So, here again, we seem to be dancing around the hegemony [ξ] of consistency. 
EricS brings in "coherence", which I like better. But I think it's the same 
concept. Monism, "not being self-contradictory", objective Bayesian priors, 
coherence, the ontological status of actual infinities, integrated personality, 
value alignment, partition/predicate crispness, XOR choices, etc. all target 
the same fundamental bogey: 

   inconsistency

And that's fine. But it seems, to my biased eye, that we usually leave 
"completeness" to take care of itself ... as part of the negative space in the 
picture. The best definition I've seen of completeness is from a presentation 
by Greg Restall (paraphrasing): "If X models A completely, then we can derive A 
from X." I like this because it smells like reachability, "can we get there 
from here". When we harp too much on not being inconsistent, we end up in some 
sort of word game ... like some wak logicbro trying to pwn the libs. But when 
we talk about completeness, we talk about what is *sayable* in our language ... 
It's less about what we can't say and more about what we can say.
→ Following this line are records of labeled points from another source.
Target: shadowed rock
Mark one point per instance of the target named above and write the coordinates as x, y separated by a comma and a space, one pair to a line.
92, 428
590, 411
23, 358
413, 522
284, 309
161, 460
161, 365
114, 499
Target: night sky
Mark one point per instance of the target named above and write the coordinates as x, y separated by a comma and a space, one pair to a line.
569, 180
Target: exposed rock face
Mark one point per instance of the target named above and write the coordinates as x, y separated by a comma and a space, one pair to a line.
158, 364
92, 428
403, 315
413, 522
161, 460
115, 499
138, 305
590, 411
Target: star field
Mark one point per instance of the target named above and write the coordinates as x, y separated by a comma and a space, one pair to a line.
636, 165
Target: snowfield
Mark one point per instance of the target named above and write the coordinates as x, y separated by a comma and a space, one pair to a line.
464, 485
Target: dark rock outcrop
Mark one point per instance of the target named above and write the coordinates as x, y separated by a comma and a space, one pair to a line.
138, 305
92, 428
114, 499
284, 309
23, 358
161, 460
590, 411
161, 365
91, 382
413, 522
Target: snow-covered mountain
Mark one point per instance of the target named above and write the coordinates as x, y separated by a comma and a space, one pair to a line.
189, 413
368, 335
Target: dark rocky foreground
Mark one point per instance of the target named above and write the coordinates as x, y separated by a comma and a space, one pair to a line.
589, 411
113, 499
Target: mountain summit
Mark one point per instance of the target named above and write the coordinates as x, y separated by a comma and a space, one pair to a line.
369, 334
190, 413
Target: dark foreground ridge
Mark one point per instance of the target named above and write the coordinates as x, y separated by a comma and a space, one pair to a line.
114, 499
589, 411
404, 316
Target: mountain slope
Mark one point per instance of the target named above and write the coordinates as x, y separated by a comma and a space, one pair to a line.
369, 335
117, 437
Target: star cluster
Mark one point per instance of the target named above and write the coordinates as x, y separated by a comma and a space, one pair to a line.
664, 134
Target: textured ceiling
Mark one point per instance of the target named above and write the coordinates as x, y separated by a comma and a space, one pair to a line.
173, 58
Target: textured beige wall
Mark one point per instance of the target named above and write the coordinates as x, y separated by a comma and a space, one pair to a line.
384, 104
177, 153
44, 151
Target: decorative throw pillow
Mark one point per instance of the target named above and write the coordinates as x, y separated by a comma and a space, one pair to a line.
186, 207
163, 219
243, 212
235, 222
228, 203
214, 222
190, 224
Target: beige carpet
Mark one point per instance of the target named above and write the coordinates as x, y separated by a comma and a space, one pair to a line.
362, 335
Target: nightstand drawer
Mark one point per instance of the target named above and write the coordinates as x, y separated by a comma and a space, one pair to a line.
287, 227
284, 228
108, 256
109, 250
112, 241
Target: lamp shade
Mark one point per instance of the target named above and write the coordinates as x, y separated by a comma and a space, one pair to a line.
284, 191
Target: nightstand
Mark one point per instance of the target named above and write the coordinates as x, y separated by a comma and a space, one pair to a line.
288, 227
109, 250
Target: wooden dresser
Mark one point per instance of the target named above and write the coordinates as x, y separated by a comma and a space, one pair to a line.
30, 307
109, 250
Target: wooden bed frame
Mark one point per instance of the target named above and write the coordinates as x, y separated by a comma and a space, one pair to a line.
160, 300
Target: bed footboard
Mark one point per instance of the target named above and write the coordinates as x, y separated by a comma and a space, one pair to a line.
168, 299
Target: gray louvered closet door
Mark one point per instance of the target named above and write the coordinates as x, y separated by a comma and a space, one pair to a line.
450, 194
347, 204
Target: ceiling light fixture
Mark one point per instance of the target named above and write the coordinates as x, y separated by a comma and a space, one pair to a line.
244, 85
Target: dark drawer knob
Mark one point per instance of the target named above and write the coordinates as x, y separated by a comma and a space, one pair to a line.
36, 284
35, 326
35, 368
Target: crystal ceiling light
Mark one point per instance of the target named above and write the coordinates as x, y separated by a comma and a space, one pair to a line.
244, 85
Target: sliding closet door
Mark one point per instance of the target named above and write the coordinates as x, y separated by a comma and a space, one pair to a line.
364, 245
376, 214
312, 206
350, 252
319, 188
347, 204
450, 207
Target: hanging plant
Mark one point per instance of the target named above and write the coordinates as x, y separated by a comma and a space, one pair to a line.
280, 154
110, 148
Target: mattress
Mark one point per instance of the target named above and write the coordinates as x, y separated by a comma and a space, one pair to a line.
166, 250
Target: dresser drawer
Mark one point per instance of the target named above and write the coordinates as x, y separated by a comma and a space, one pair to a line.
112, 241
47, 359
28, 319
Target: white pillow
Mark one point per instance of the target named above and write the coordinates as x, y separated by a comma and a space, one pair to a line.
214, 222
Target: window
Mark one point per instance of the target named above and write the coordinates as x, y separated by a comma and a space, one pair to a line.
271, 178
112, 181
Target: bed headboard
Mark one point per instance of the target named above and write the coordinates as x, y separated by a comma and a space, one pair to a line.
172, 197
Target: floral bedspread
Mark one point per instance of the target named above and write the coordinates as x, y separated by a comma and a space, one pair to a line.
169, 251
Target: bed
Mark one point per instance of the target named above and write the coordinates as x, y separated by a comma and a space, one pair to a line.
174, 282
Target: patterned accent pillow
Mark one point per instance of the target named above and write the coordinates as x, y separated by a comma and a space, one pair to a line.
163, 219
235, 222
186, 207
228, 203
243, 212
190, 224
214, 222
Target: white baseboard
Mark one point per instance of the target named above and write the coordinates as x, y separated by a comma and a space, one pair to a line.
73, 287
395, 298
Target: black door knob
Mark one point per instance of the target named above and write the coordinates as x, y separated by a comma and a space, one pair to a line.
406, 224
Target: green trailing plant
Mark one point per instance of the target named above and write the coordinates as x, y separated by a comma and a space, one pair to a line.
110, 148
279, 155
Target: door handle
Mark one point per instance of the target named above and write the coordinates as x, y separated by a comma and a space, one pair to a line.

That makes consistency the spastic little sibling of completeness. Yes, mom 
told me I have to take it along with me on the bike ride. But everyone hates it 
because it never shuts up and always says stupid stuff.

[ξ] I wanted to use a new phrase, "linguistic salience bias", in place of 
"hegemony". But my epistemic status for the use of that phrase is 50%. Hegemony 
has a nice political tone, too. I kinda like dominance or tyranny. Maybe I 
should have gone with "gravity well" to indicate that consistency is a kind of 
least common denominator ... the type of thing people like grammar nazis and 
logicbros focus on. But I'd rather highlight the more accurate state of 
affairs, which is that those who study expressibility are underclass citizens 
compared to those who study correctness. Sure, when the expressors finally 
"make it" (such that nobody can deny their impact --- think Tom Waits, not Elon 
Musk), we all gather round and use them as an excuse to party. But we never go 
back and knead the tortuous pipeline of consistency they *survived* to get 
there.

On 10/3/21 9:41 AM, Marcus Daniels wrote:
> A compiler for a programming language with an advanced type system can 
> essentially reject loose talk, but also give powerful tools for
> automated reasoning about consistency.   Getting past this merciless editor 
> gives one confidence, or even a certification, that one is not being 
> self-contradictory.

On 10/3/21 2:43 AM, David Eric Smith wrote:
> ... and when they got comfortable that they had a constructive language whose 
> propositions would carry some weight and not break into inconsistencies, they 
> stopped protesting against taking limits.  So one could dig back into all 
> that laborious history, which
> ... Then we can go round and round about the axiom of choice and so forth, 
> versus Voevodsky and univalent foundations, or Brouwer and intuitionism.  
> There were a few turns of that wheel of samsara here a few months ago, but I 
> think people ran out of things to comment on and drifted away.
> 
> ... and still be coherent.  
> 
> ... there is no “objective Bayesianism”.  ... then chooses however one will.  
> The point is not to ask God to save you from making a choice.  The point is 
> to acknowledge and embrace that you will make a choice, and then accept that 
> all the consequences of it are yours as well.



-- 
"Better to be slapped with the truth than kissed with a lie."